“It is very embarrassing to publicize this, especially since that is me, Doyle Peeks, trapped under that 580 Case. Yes, I gave myself a Dummy Award. I did something dumb.
I put the photo here in hopes it may keep someone else from repeating what I did. What I did is commonly referred to as “Cowboying” in the construction trades. Yes, I’ll be the first to admit, it was a dumb thing to do. Thank God I lived to tell about it.
The accident happened on October 6, 1988 on the shoreline of Lake Ray Hubbard near Dallas, Texas. I had about thirty-five years of operating experience. I just got too confident. I thought I could go racing down a slopped embankment without rolling the machine. I had always thought that if a machine ever started to roll that I could hang on to something and not be thrown off of the machine. Boy, was I ever wrong. It happened so fast, I was on the ground before I knew what was happening.

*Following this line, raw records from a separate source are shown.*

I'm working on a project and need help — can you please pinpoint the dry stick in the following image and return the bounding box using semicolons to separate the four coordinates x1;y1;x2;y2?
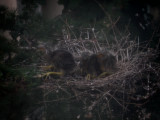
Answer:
79;32;87;51
100;85;128;111
43;88;57;97
124;100;149;107
85;29;94;52
101;29;110;47
120;36;135;62
86;29;90;40
116;28;131;59
82;30;90;52
92;28;101;51
92;40;99;53
66;27;75;52
97;111;102;120
60;17;78;52
106;99;113;120
124;19;131;35
94;0;119;44
41;88;90;103
126;41;135;61
85;29;99;53
106;91;127;111
63;18;77;40
62;28;70;50
109;16;119;45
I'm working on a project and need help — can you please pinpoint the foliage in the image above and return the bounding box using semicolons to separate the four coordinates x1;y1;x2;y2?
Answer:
0;3;44;120
0;6;16;30
0;0;160;120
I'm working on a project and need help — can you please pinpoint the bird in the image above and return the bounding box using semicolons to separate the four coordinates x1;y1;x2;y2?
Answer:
37;47;76;77
47;49;76;75
80;51;117;79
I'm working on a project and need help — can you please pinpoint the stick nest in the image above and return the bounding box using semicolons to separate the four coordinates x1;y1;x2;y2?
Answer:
40;22;160;117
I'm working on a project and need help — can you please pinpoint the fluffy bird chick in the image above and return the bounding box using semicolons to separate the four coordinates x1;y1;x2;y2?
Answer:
97;52;117;73
47;49;76;75
80;51;117;79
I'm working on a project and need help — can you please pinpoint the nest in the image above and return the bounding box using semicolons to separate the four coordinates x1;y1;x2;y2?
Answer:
40;20;160;118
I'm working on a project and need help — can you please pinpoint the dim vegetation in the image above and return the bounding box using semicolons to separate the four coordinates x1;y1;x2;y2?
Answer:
0;0;160;120
39;15;160;120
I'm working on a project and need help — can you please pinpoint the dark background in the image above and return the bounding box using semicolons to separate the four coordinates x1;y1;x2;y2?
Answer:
0;0;160;119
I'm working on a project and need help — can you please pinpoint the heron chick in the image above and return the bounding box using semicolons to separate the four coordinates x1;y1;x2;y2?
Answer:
47;49;76;76
80;51;117;79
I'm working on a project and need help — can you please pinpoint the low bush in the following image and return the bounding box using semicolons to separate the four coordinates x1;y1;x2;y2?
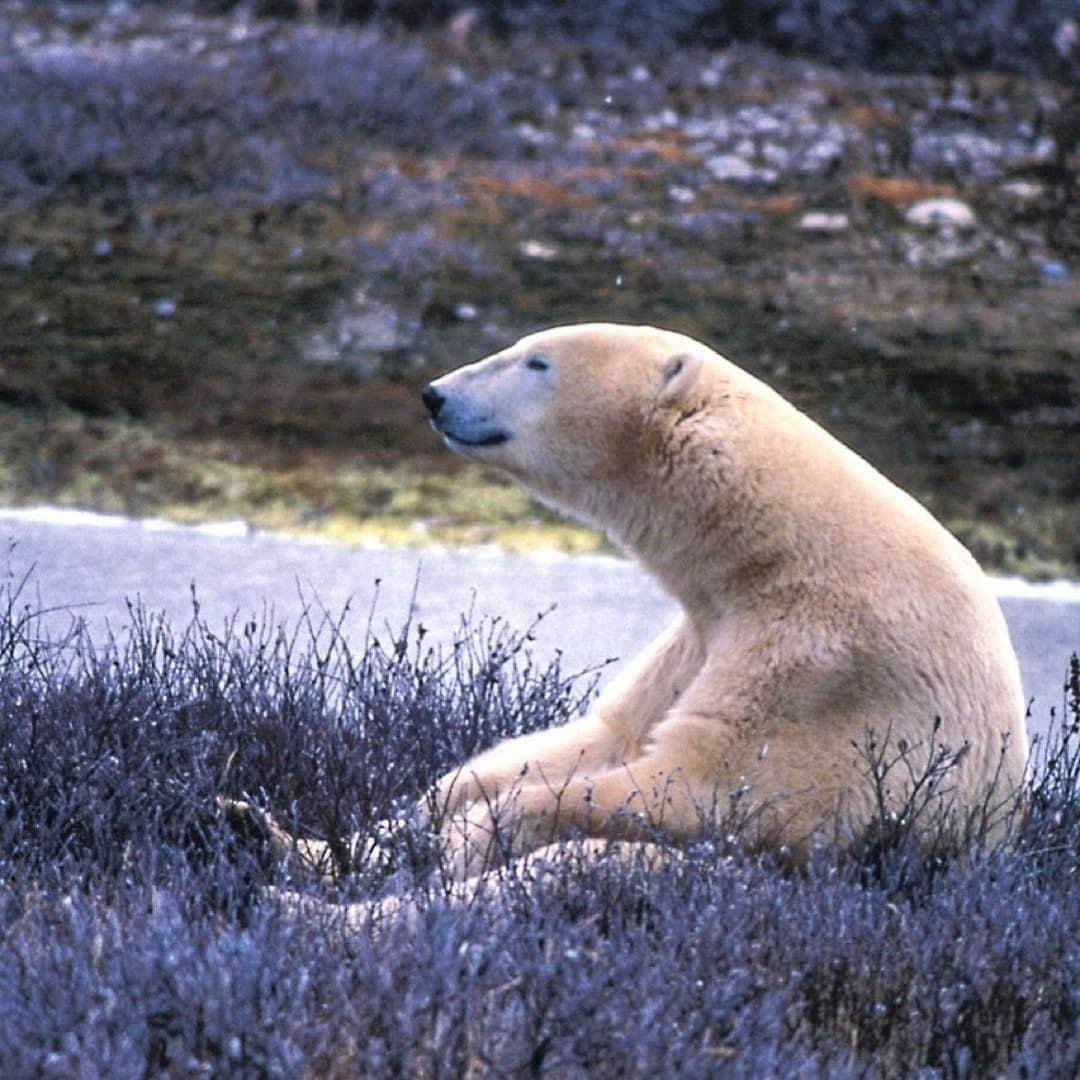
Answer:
0;24;547;205
496;0;1079;78
230;0;1078;78
0;567;1077;1075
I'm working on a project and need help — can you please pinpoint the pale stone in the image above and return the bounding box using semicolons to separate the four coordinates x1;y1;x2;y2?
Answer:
705;154;778;184
798;211;850;234
999;180;1043;204
904;198;977;231
519;240;558;261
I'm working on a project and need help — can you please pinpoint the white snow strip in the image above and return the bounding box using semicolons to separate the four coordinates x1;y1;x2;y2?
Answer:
1;506;130;529
141;516;250;538
0;505;249;539
991;575;1080;603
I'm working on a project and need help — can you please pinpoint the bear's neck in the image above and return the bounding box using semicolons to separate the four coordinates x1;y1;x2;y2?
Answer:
552;455;775;623
528;390;839;620
602;483;761;620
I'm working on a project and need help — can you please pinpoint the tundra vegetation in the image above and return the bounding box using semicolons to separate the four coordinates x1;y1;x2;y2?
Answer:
0;0;1077;574
1;5;1077;1067
0;571;1078;1075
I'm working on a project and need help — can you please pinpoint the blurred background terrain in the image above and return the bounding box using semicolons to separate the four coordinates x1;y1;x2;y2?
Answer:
1;0;1077;575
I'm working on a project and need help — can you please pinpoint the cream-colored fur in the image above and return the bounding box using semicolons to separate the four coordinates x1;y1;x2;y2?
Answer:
420;323;1027;877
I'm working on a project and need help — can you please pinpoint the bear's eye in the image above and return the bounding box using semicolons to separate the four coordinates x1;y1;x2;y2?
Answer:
525;354;550;372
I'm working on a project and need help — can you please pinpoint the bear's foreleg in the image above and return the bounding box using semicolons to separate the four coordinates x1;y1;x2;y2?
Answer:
440;747;713;879
429;614;703;819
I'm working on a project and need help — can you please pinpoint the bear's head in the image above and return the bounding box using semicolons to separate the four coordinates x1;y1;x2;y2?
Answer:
422;323;710;519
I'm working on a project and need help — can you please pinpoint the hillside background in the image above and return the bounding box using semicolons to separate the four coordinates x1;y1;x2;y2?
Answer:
1;0;1077;574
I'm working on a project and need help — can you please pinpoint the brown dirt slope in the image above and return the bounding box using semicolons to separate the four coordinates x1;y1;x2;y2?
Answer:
0;5;1076;573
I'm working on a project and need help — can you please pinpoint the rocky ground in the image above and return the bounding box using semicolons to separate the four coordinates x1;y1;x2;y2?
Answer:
0;2;1077;574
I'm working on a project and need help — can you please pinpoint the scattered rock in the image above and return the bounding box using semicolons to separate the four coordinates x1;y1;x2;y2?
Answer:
668;185;696;205
151;298;177;317
1031;135;1057;161
1053;18;1078;59
336;293;409;351
515;123;553;148
798;211;850;234
1;246;34;270
705;154;778;185
946;417;985;444
643;108;680;130
92;238;113;258
301;292;414;373
1036;259;1068;281
795;129;848;175
999;180;1043;204
904;198;977;231
936;417;1004;461
518;240;558;261
684;117;731;142
447;6;479;51
732;105;785;137
301;330;338;366
911;130;1027;181
761;142;791;169
903;232;984;268
1011;404;1080;428
453;302;478;320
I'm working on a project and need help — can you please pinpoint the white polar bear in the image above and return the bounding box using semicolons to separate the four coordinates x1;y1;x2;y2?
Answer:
417;323;1028;875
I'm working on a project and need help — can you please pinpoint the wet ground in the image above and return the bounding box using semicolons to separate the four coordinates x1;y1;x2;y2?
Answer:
0;3;1077;574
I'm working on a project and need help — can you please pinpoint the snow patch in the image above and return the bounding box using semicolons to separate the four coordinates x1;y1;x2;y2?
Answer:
0;506;249;539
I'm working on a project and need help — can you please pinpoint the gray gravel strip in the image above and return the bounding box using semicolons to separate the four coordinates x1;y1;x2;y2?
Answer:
4;508;1077;747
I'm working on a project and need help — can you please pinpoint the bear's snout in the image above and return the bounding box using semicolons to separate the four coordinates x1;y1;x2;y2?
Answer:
421;378;509;449
421;384;445;418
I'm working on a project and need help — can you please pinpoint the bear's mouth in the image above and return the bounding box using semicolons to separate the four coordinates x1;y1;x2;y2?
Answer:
434;423;510;449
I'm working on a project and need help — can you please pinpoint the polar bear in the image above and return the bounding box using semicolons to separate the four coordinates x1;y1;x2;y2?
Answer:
413;323;1028;876
225;323;1027;890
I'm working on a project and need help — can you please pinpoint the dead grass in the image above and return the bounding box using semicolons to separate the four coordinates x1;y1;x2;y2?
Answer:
848;175;959;204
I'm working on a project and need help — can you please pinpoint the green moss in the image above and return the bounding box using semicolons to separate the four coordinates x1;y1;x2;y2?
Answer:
0;406;607;553
947;518;1074;582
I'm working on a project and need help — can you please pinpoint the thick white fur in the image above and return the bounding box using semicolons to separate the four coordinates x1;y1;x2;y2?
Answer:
422;323;1027;876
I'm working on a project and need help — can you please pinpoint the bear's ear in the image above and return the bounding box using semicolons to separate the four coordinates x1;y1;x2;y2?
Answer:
658;352;704;403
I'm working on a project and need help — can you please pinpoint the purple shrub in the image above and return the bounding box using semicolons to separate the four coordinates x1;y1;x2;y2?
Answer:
0;570;1077;1075
183;0;1080;77
0;25;543;206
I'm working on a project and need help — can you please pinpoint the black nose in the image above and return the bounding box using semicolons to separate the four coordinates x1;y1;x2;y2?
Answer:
421;384;445;418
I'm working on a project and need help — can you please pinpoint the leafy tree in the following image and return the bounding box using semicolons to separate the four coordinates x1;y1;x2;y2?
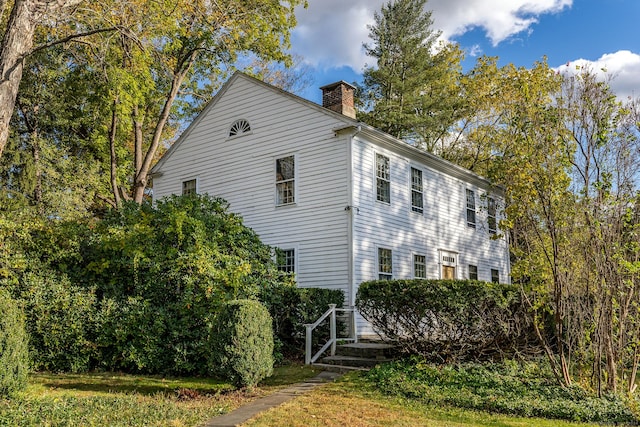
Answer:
0;0;85;159
359;0;464;150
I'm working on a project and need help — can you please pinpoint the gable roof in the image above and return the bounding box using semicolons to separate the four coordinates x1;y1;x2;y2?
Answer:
150;71;357;176
150;71;501;194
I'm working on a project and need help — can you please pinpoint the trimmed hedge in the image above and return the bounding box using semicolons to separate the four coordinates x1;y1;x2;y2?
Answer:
0;289;29;398
209;299;274;388
356;279;530;360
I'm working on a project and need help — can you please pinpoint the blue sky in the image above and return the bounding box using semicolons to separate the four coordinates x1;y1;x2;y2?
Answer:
290;0;640;103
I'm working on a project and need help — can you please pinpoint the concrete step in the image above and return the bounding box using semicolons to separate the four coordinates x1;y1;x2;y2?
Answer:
335;342;398;359
320;354;392;368
311;363;369;373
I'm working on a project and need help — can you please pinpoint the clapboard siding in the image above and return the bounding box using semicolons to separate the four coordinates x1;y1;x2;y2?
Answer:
351;136;509;289
153;74;352;297
152;72;511;337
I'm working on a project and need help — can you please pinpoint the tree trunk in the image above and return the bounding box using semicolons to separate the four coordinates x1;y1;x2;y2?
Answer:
0;0;36;159
0;0;84;159
109;98;121;208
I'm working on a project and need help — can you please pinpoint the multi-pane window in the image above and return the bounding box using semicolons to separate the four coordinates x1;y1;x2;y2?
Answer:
378;247;392;280
488;197;497;234
491;268;500;283
466;189;476;228
182;179;197;195
414;254;426;279
411;167;423;213
277;249;295;273
276;156;295;205
469;264;478;280
376;153;390;203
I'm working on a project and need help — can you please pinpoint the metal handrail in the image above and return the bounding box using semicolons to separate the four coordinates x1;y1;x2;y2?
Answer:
304;304;358;364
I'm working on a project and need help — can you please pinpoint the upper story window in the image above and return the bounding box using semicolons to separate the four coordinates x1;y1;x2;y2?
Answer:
469;264;478;280
414;254;426;279
411;167;423;214
378;247;393;280
376;153;390;203
466;189;476;228
182;179;197;195
488;197;497;234
276;155;295;205
277;248;295;273
229;119;251;137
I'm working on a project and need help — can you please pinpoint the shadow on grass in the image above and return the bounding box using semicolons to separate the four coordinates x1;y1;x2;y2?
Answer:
32;372;234;396
30;364;321;396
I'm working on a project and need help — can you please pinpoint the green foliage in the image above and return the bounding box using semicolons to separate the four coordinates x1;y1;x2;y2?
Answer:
0;289;29;398
78;194;279;375
210;299;274;388
259;282;345;360
365;358;636;424
1;194;286;376
356;279;529;360
15;272;97;373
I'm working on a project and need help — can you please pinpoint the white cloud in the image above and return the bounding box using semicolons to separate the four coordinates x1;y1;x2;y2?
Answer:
292;0;573;70
292;1;374;71
555;51;640;99
429;0;572;46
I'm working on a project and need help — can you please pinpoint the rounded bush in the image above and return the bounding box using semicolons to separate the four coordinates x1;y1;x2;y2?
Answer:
0;289;29;398
210;299;274;388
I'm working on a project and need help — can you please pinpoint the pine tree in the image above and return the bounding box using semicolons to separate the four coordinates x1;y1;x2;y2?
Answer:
359;0;464;151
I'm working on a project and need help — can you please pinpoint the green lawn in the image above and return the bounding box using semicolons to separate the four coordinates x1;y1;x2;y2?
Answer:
243;373;612;427
0;364;321;427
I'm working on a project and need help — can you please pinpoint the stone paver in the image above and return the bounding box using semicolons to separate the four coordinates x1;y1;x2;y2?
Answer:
201;371;342;427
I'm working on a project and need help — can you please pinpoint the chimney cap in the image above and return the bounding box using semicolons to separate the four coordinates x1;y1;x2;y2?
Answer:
319;80;357;91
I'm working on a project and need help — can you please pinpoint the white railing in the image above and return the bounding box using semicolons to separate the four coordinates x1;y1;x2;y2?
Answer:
304;304;358;365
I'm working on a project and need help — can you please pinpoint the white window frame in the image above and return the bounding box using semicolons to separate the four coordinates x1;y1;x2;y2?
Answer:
410;167;424;214
487;196;497;234
466;189;476;228
377;246;393;280
413;253;427;279
276;247;297;274
491;268;500;283
182;178;198;195
275;154;296;206
468;264;478;280
375;153;390;204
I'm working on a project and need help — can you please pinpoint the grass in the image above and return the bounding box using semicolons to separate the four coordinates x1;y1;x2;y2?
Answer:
242;373;611;427
0;364;321;427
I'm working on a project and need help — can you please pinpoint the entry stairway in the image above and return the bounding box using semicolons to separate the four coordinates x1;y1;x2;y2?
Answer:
312;341;398;373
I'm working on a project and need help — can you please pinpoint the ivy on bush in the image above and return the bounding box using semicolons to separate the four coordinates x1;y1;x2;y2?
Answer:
356;279;530;360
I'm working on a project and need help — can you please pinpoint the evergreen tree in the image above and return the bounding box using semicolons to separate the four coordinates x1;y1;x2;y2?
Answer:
359;0;464;151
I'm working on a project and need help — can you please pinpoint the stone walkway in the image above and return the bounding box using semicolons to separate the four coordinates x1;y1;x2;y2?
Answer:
201;370;343;427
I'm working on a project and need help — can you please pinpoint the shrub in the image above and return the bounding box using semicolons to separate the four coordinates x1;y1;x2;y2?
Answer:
17;272;97;372
356;279;530;360
259;282;345;360
209;299;274;388
0;289;29;398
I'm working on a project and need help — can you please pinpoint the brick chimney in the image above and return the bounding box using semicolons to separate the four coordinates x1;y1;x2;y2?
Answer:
320;81;356;119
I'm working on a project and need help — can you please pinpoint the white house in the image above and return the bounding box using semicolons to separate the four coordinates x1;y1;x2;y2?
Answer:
150;72;511;313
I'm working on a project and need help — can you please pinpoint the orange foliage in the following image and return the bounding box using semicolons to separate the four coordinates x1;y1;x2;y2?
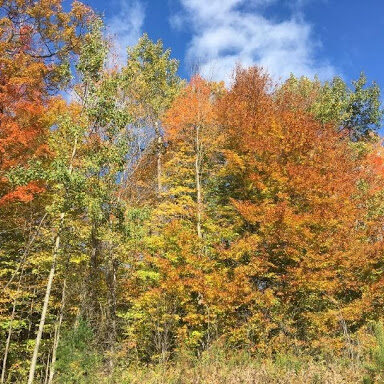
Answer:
125;68;384;356
0;0;93;205
163;75;218;143
0;33;51;204
369;141;384;177
216;66;384;348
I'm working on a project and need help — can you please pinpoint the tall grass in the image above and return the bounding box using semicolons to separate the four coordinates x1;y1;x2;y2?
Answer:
13;321;384;383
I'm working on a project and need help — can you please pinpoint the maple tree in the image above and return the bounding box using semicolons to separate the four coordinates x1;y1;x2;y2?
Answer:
0;0;93;203
0;28;49;206
215;67;384;350
161;75;223;239
120;76;225;360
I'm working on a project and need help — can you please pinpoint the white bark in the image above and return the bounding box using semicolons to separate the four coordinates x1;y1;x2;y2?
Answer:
2;260;27;382
195;124;202;239
1;298;16;384
28;137;77;384
48;279;66;384
154;121;163;195
27;217;63;384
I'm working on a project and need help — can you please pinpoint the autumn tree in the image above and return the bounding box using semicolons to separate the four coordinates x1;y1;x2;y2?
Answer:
0;0;93;200
162;75;223;239
122;34;182;195
0;2;94;382
120;76;227;361
21;15;106;384
216;66;384;351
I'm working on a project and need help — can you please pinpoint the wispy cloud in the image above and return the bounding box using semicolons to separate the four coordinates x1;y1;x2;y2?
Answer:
173;0;335;83
108;0;145;64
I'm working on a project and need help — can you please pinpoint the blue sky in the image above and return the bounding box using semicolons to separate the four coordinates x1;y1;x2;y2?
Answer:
83;0;383;129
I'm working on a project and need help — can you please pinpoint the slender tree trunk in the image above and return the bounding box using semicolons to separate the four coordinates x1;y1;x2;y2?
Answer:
28;137;78;384
106;257;118;370
1;298;16;384
81;223;101;327
27;214;63;384
48;279;66;384
1;258;26;383
43;353;50;384
27;287;37;339
195;124;202;239
154;121;163;195
4;212;48;292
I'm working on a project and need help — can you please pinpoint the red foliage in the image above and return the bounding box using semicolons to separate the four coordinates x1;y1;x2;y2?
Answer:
0;28;50;204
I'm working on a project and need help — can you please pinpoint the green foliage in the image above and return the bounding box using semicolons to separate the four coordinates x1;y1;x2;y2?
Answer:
55;320;101;384
76;17;108;82
5;160;47;187
364;321;384;383
282;72;383;140
123;33;183;122
318;73;382;140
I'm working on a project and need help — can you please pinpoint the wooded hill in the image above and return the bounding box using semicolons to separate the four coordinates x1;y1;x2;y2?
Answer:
1;1;384;383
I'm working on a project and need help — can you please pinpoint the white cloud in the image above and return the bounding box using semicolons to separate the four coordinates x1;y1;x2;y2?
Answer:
108;0;145;64
174;0;335;83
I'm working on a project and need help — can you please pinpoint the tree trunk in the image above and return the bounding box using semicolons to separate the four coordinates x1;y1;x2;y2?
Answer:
43;353;50;384
154;121;163;195
1;261;26;383
48;279;66;384
28;137;77;384
27;287;37;339
106;257;118;370
195;124;202;239
81;224;102;328
1;298;16;384
27;214;63;384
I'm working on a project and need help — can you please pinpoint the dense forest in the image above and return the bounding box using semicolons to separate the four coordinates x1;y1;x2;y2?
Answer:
1;1;384;383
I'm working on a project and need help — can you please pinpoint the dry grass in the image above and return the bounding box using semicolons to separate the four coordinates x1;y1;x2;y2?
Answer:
110;351;366;384
117;364;362;384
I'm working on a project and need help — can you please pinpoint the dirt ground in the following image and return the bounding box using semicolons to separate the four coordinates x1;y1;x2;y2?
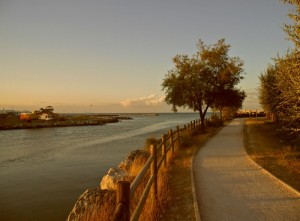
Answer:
161;126;223;221
243;118;300;191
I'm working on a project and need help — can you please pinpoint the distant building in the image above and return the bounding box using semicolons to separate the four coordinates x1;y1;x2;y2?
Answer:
35;106;57;121
4;106;59;121
235;109;266;118
19;111;33;120
39;113;53;121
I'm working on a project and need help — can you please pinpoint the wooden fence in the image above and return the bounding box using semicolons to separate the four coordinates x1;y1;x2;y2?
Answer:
112;119;202;221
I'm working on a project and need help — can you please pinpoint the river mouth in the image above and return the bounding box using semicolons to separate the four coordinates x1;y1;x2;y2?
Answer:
0;113;199;221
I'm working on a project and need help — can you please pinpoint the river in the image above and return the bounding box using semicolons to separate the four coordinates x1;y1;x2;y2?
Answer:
0;113;200;220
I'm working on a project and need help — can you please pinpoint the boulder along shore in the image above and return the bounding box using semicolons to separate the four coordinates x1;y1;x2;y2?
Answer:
67;149;149;221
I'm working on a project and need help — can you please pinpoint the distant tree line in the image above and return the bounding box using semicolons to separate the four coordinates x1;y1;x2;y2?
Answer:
259;0;300;144
162;39;246;131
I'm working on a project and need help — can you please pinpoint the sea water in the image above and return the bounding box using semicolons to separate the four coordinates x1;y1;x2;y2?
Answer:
0;113;201;220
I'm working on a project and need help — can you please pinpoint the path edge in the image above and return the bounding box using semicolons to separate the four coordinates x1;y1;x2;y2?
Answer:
191;153;201;221
190;121;231;221
242;119;300;196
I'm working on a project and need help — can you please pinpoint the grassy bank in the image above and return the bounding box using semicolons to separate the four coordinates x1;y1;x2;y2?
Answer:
73;143;172;221
161;124;225;220
243;118;300;191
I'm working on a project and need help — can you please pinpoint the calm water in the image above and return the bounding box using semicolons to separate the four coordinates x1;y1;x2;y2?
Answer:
0;113;200;221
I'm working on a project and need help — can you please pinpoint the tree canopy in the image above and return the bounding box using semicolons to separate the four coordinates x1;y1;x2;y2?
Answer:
281;0;300;48
162;39;246;130
259;1;300;144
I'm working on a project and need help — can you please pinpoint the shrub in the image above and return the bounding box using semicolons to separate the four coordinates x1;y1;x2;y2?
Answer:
179;134;194;148
207;114;223;127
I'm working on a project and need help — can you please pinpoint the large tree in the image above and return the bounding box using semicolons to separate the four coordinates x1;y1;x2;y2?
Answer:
258;1;300;144
259;64;282;122
274;52;300;140
259;52;300;142
162;39;245;131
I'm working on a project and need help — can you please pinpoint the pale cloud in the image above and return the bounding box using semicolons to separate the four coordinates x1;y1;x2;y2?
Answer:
243;89;261;109
120;94;165;107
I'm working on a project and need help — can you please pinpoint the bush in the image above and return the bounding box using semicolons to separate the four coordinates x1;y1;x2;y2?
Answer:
180;134;193;148
207;114;223;127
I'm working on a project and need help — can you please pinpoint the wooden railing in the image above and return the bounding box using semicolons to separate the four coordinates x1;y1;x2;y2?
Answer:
113;119;201;221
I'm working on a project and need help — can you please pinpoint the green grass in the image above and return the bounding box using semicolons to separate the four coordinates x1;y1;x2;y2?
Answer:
244;118;300;191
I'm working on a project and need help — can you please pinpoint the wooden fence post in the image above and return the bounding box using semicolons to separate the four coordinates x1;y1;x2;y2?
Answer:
168;129;174;155
151;145;158;199
162;134;167;167
176;125;180;147
113;181;130;221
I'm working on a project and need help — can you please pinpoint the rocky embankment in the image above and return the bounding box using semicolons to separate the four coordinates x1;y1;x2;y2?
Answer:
67;150;149;221
0;114;131;130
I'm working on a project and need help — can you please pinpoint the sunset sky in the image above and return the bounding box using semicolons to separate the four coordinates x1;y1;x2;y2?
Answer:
0;0;293;113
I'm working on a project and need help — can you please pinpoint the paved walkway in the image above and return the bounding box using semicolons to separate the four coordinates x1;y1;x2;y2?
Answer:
193;118;300;221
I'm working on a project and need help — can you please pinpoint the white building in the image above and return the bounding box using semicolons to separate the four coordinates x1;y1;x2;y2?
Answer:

Prior to falling off of the machine, I grabbed at everything I could and couldn’t find a thing to hold on to.
The roll-over protection landed on my left knee and pinned me down. It took an hour and forty-five minutes to get another machine to the site to lift it off of me. Diesel was running under me, and I was losing blood fast. My left arm was broken in five places and all but mangled. I now have a steel plate in it holding the five breaks together. I lost about fifty percent use of the arm. Thank God, I can still pull control levers with it.
Am I now paranoid about seat belts? You bet. When I mount a piece of rubber tired equipment now, the first thing I do is fasten the seat belt. I pulled a dumb, stupid stunt, but I will not be fool enough to do it again.
Young or old, experienced or not, fasten that seat belt.
Note to designers/manufacturers: A steel bar, heavy expanded metal, or pipe across each side of the small loader/backhoes could prevent an operator from falling or being thrown off of the machine.”